Богатым и чванным он предлагал свои средства от спеси: лисьи хвосты. Вышагивать хвостатыми в праздничном богатом костюме по улицам как ни в чем не бывало. Одной злостной сплетнице велел собрать все перья ощипанной несколько дней назад курицы, так же развеянные ветром, как ее дурные слова. Дети и взрослые пели молитвы, которые обычно только произносились. Птицы спешили разбудить Пиппо, а собачка Каприз бегала за ним по пятам. Неугомонный, шумный, впадавший в экстаз, остряк и насмешник, добряк и аскет, стольких людей выведший из себя, стольким изменивший жизнь, он был похоронен в драгоценной капелле-шкатулке этой церкви. Недалеко, в ценнейших раках покоились и честные главы изувеченных мучеников Нерея и Ахиллея, пострадавших за веру вместе с римской матроной Домитиллой. История их была немного путаной, и сегодняшняя церковь не была уверена в подлинности их деяний. Во времена доброго Пиппо, времена возрождения старой веры, их останки неожиданно нашли в катакомбах, вспомнили забытое за века почитание мучеников и перезахоронили кости по разным церквям.

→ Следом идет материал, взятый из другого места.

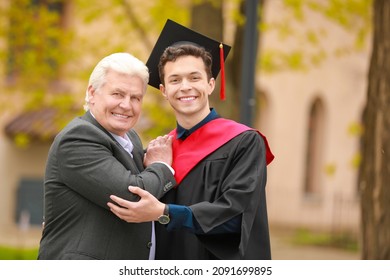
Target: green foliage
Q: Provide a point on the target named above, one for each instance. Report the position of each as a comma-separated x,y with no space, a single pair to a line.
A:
309,47
12,253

С пальмовыми ветвями, в багряной и голубой накидках, красивые, они стояли в абсиде по бокам царственной пышнотелой дамы. «Святые эти, вокруг которых мы собрались, ненавидели мир и топтали его своими ногами в те времена, когда благополучие, богатство и здоровье манили своей прелестью», – эхо клокочущего восклицания Григория Великого смерчами вертелось по-над мраморными нефами. В шестом веке, когда он произносил эти слова, прелестей стало куда меньше, чем в первом и даже в третьем, но в сверяющемся с часами семнадцатом, когда здесь пел молитвы Пиппо, они вылезали из любого угла. Люди порой все еще жались друг к другу, чтобы совместным телом пробиться к выживанию, но чем дальше, тем реже свершались чудеса святыми людьми. «Чем меньше страха – тем меньше чудес, – сетовала Оля. – Гораздо чаще их совершает теперь медицина. Тут не то что чудо совершить, тут соломинку трудно протянуть утопающему», – ее голос разбегался по каменному пространству.